Those who know Dad have seen him re-invent himself several times in this life. When he was a young man he raised his first flock of roosters to sell on the market and paid off the farm's back taxes, to my ailing grandfather's huge delight. When the poultry business got tough, Dad installed automatic feeders and a grain mill, bought all the ingredients from the mid-west, and hired a trucker to bring soy, wheat, etc. from the train station in Lisbon Falls to the dumping pit on the farm. At that point he was one of only four independent poultry farmers in Maine, and he stayed in business even in the bad years. He served on and sometimes chaired the state Poultryman's Association.

While he was farming he sometimes worked at the gypsum mill to supplement the family income. He also substituted as a rural mail carrier. He was elected to the Board of Selectmen and later served as Chair. When he tired of calculating carloads of ingredients for chicken mash, he went to school and became a tax assessor/building inspector for the town of Gray where he worked until the age of 70. As we know, taxes can be touchy. People would come in hot about their assessments. Dad would say, "Come into my office. I'll show you how I got those figures." People knew he was fair and they knew he would never get riled. He was beloved at the town offices.

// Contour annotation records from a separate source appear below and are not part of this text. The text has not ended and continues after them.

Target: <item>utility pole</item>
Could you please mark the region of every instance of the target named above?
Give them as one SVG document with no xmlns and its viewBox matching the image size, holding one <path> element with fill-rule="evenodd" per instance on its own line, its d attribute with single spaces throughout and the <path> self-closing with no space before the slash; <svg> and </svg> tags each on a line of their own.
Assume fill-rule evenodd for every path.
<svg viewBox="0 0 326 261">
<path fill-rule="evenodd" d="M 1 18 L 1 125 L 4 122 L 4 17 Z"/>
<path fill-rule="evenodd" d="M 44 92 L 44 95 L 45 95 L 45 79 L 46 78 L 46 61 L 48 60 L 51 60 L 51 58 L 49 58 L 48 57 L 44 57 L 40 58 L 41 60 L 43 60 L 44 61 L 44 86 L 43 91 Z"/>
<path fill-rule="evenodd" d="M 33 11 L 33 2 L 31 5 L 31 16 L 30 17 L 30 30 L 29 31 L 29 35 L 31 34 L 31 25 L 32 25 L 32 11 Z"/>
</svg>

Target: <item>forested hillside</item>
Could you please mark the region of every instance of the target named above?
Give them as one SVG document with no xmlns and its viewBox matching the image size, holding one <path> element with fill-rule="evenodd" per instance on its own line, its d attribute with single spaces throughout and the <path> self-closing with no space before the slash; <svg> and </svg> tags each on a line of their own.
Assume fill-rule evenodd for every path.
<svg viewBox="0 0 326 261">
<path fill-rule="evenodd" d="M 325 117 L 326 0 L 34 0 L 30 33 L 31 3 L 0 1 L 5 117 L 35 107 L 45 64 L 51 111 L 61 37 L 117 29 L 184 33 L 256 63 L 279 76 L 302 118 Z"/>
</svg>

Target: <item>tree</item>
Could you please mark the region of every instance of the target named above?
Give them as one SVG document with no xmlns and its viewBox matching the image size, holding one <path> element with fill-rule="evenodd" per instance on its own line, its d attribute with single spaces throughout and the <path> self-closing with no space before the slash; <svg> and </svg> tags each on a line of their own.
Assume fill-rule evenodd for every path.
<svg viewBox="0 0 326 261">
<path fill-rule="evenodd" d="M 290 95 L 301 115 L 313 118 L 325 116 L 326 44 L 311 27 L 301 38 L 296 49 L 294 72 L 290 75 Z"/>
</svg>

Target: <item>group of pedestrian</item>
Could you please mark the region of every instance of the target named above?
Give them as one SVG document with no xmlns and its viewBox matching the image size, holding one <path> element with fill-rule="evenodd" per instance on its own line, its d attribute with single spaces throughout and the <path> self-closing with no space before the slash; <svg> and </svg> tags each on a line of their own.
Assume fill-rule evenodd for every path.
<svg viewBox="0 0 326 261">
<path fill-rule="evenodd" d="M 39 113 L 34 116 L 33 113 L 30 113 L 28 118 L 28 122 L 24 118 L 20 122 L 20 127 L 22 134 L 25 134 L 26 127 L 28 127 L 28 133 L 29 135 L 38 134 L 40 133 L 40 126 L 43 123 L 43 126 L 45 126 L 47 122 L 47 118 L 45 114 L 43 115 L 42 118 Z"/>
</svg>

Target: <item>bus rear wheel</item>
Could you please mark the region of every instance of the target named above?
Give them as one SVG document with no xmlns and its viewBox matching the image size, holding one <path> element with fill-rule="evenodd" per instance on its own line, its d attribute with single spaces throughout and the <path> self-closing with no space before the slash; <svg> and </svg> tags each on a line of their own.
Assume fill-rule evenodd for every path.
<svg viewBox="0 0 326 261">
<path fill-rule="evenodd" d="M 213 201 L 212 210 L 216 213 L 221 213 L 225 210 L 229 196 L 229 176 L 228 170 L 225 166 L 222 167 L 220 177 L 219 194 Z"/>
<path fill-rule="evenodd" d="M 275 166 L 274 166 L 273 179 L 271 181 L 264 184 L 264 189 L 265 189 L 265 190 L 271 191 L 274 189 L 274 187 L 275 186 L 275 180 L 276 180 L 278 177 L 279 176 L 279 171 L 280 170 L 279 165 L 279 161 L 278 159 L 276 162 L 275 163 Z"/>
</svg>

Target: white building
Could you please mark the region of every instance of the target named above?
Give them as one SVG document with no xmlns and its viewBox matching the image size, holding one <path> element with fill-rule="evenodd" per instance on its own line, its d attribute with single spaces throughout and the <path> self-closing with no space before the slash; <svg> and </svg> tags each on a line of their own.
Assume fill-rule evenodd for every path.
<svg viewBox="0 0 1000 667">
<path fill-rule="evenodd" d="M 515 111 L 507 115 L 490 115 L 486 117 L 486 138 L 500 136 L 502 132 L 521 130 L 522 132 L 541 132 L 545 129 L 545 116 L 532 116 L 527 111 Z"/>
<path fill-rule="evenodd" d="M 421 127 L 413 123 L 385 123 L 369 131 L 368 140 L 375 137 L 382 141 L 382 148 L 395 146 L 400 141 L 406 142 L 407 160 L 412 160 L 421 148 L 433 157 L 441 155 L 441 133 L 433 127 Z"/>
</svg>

My brother, meanwhile, planted and tended a large garden with Dad’s help and lots of canning and freezing from Mom. When Dad retired he devoted himself to tending his pine trees and raising vegetables and berries. I think a lot of the longevity of my parents can be explained by the homegrown vegetables they ate summer and winter all their lives. I have to work very hard finding "real food" and I pay a lot to eat as well as they eat. Further, it's really true that behind this successful man is a strong and loving wife. Dad has always said that my mother's companionship meant a lot to him. Please celebrate with me this amazing life.